I - L'arbre, comme l'homme, connaît la mort, la sclérose, le vieillissement
- Marqueurs temporels puissants : "il y avait autrefois" + utilisation du passé dans la formule : on va de l'homme à l'arbre.
- Champ lexical du sentiment : "affection, coeur d'amoureuse" qui évoque la possibilité que le couple ne s'aime plus, que l'amour s'est estompé.
- Dureté des sentiments : rapport au bois où le sang ne passe pas (pas de sentiment). La dégradation suggère un couple d'humains qui se défait, il n'y a plus d'amour, plus de communication.
- "sans intentions apparentes" : L'apparence peut ressembler à un comportement où l'amour persiste mais il n'y a rien derrière. L'accent est ici mis sur l'arbre (on sent oublier le couple).
- Approche métaphorique de l'arbre : personnification => "Si on coupe une branche muette" => La vie n'est plus là, la sève n'est plus là. Il y a une personnification mais ausi un silence négatif qui après devient positif (dans le second volet).
- Clin d'oeil d'humour du poète : Il fait comme si il avait oublié la différence entre le coeur humain et le coeur de l'arbre.
- Phrase finale un peu molle marquée par un seul mot : "fourmi". C'est la première rime masculine du poème, avec une sonorité pointu qui nous réveille, nous remet à flot.
- Hyperbolisation : "silence sans nuances, pas un seul mot" + intensité des silences. Et d'un seul coup, contrepoids avec une rime en "i". La fourmi correspond à la survie, la besogneuse. Ce n'est pas un hasard : Tant qu'il y a un peu de vie, il faut la vivre et lui donner tout son prix.
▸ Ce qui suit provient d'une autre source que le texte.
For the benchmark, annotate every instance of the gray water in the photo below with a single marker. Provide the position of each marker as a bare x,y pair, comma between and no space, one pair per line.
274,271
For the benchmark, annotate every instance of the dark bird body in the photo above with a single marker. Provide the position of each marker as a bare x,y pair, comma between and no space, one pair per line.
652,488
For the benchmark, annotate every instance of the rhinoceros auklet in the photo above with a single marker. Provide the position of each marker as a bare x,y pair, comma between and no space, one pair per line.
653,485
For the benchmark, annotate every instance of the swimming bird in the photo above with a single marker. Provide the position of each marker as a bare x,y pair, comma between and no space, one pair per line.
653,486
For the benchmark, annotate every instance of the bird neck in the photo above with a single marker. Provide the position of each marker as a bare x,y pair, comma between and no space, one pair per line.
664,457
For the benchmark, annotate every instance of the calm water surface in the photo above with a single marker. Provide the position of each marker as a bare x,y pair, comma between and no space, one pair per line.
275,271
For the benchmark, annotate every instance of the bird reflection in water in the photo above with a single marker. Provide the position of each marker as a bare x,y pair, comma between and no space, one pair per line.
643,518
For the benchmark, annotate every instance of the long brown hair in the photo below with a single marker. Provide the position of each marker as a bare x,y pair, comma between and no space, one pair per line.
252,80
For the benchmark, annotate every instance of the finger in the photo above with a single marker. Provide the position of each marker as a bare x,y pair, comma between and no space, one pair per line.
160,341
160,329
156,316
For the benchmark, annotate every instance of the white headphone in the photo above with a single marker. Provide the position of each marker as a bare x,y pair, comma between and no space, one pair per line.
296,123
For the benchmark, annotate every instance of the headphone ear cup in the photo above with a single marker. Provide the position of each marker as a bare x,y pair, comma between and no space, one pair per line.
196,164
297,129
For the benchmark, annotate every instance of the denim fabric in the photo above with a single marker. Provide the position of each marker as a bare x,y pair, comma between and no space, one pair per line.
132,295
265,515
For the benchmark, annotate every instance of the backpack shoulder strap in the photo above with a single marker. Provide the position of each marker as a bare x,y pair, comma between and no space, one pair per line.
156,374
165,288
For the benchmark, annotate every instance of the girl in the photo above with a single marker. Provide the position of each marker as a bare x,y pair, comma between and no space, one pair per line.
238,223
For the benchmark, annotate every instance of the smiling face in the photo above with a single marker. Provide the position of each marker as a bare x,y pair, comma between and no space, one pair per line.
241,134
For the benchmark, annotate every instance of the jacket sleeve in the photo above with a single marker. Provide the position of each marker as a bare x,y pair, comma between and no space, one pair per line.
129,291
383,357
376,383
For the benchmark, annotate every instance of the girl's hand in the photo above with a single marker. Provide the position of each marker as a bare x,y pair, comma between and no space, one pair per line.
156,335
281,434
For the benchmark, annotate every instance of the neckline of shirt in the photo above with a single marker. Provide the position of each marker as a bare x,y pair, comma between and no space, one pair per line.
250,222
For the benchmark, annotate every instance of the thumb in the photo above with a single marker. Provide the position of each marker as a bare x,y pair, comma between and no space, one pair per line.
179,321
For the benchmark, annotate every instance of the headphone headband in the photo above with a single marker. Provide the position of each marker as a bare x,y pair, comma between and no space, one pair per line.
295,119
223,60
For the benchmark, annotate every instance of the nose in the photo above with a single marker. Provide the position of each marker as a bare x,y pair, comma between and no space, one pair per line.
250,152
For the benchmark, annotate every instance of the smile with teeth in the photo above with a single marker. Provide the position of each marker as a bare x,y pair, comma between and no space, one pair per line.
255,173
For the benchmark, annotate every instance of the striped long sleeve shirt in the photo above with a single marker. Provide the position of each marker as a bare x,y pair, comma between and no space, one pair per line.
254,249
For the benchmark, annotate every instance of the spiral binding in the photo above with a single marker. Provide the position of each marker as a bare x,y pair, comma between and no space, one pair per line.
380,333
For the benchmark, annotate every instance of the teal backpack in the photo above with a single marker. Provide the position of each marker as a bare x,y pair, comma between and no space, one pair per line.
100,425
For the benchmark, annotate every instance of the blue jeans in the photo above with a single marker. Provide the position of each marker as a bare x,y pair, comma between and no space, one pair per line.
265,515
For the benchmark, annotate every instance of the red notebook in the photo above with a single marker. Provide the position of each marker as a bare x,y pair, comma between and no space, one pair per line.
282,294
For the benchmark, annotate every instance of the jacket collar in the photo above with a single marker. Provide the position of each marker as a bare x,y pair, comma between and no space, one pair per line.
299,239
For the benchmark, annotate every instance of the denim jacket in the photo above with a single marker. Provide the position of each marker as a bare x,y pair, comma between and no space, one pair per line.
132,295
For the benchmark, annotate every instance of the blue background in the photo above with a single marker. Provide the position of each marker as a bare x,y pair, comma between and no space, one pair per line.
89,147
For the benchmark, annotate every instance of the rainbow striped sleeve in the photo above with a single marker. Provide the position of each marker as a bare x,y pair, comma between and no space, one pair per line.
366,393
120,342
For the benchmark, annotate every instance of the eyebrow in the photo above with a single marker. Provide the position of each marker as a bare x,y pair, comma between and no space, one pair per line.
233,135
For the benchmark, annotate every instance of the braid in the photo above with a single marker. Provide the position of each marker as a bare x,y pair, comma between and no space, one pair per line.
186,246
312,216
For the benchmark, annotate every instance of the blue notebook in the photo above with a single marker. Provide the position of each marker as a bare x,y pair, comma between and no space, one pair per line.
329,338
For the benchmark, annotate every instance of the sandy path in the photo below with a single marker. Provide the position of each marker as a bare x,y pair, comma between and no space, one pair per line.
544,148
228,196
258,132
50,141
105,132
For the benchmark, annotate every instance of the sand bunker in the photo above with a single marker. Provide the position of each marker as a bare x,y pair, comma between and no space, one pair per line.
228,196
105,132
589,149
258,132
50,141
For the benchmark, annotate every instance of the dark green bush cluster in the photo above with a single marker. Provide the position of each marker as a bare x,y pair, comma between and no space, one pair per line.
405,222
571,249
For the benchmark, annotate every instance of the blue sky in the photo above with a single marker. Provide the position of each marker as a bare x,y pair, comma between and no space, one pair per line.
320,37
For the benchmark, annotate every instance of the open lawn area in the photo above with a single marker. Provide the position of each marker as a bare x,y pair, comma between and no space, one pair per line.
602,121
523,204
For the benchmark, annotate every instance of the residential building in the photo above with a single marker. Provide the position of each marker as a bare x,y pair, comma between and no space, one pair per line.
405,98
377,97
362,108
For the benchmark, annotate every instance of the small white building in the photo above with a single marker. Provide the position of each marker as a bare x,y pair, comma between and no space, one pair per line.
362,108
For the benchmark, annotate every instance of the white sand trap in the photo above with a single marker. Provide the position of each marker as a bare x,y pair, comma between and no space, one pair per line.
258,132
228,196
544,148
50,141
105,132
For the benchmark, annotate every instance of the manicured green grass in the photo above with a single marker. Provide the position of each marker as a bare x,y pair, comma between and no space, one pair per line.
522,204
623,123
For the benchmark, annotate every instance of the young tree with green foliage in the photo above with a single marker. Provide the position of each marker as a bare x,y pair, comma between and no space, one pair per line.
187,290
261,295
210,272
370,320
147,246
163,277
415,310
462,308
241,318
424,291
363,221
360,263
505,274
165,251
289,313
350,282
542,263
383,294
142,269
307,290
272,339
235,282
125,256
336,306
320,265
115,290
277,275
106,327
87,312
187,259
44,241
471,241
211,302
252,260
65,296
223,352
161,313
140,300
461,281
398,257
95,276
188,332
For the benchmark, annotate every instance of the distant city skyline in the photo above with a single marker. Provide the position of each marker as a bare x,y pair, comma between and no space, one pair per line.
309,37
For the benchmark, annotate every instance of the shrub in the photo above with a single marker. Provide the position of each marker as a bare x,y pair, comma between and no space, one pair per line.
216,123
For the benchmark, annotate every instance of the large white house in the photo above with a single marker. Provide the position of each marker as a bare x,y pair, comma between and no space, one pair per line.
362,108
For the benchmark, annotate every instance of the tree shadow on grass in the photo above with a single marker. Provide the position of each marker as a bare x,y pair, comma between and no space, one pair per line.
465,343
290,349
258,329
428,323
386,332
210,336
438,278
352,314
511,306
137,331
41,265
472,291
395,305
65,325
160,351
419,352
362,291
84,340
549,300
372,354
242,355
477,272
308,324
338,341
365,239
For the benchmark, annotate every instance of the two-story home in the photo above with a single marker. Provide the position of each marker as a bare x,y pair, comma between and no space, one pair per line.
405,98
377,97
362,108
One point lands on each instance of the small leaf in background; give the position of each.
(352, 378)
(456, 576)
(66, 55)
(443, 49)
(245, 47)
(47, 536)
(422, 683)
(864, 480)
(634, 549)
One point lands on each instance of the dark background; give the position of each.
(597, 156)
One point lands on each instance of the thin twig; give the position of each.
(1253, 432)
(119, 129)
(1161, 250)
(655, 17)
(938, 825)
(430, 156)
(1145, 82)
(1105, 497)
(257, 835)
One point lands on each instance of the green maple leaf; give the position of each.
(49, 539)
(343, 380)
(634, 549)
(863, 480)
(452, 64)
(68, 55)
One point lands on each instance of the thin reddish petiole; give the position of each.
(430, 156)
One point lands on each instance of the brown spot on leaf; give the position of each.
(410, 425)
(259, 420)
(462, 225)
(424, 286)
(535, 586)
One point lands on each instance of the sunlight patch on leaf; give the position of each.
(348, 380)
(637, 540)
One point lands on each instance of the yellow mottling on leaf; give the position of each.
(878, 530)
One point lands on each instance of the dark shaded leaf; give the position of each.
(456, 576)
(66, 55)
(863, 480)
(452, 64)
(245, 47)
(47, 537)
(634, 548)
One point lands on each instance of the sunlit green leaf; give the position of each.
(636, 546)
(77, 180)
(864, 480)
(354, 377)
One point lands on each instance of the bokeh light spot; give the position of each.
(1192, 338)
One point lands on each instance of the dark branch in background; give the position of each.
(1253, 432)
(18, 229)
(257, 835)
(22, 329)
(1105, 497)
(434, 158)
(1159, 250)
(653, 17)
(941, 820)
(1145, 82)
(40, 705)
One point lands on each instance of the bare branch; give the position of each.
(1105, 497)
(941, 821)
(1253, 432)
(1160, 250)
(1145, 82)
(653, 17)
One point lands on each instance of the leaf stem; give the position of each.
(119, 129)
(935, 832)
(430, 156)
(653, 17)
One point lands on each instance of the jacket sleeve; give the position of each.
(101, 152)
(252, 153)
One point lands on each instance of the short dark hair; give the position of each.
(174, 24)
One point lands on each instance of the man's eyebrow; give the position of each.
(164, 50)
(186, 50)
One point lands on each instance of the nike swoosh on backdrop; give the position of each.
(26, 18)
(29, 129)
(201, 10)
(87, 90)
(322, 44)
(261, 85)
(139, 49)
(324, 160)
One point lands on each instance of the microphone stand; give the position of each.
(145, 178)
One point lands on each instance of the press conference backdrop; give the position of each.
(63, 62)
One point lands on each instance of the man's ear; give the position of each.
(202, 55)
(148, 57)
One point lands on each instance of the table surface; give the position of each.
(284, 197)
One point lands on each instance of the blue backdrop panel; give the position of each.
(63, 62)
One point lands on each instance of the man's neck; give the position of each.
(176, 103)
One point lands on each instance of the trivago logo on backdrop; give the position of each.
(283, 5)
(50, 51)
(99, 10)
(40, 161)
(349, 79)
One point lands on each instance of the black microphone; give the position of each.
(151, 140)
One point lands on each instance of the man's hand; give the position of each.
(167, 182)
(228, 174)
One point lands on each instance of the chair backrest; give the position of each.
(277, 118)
- La fourmi est en quelque sorte l'étincelle de vie sur cette branche qui est desséchée.
- Second volet : On passe de la méditation à la contemplation / D'un mécanisme au passé à un au présent / De l'arbre à l'homme (parallélisme intéressant).
- Lexique du mouvement : "contorsionner, aller dans les sensé" : L'arbre est vivant, agité par le vent. Il est d'ailleurs personnifié par le terme "contorsionné".
- L'arbre est comme nous mais a aussi des avantages sur nous.
- Simultanément, il bouge mais est "immobile" : Il est l'intermédiaire entre le monde matériel et le monde spirituel. Son immobilité fait sa force.
- Le vent est assimilé à une voie, il est facteur d'illusion : "par là-dessus le vent essaye d'introduire sa vérité => Il veut faire croire à l'arbre qu'il va lui permettre de s'envoler, qu'il n'est que spiritualité. (Oiseau = spiritualité).
- Même si l'arbre comme nous est destiné à mourir, il a cependant subi les quatre saisons.
- La contemplation est intense, le silence est ici positif : "regarder pour mieux se taire" => Combien de communications inutiles voire dangereuses viennent nous détourner de l'essentiel ? On regarde la feuille, on la voit s'envoler. Il n'y a pas de mot supplémentaire, ni d'émotion car l'essentiel est d'avoir été la feuille en vie (acceptation de la finitude = la mort). L'utilisation du verbe "voir" est d'ailleurs très simple.
- Fin du vers :
- Résignation : Conseil de Supervielle : Limiter, éviter les communications inutiles.
- Grandeur : On doit revendiquer ce passage là, cette recherche du sens de la vie.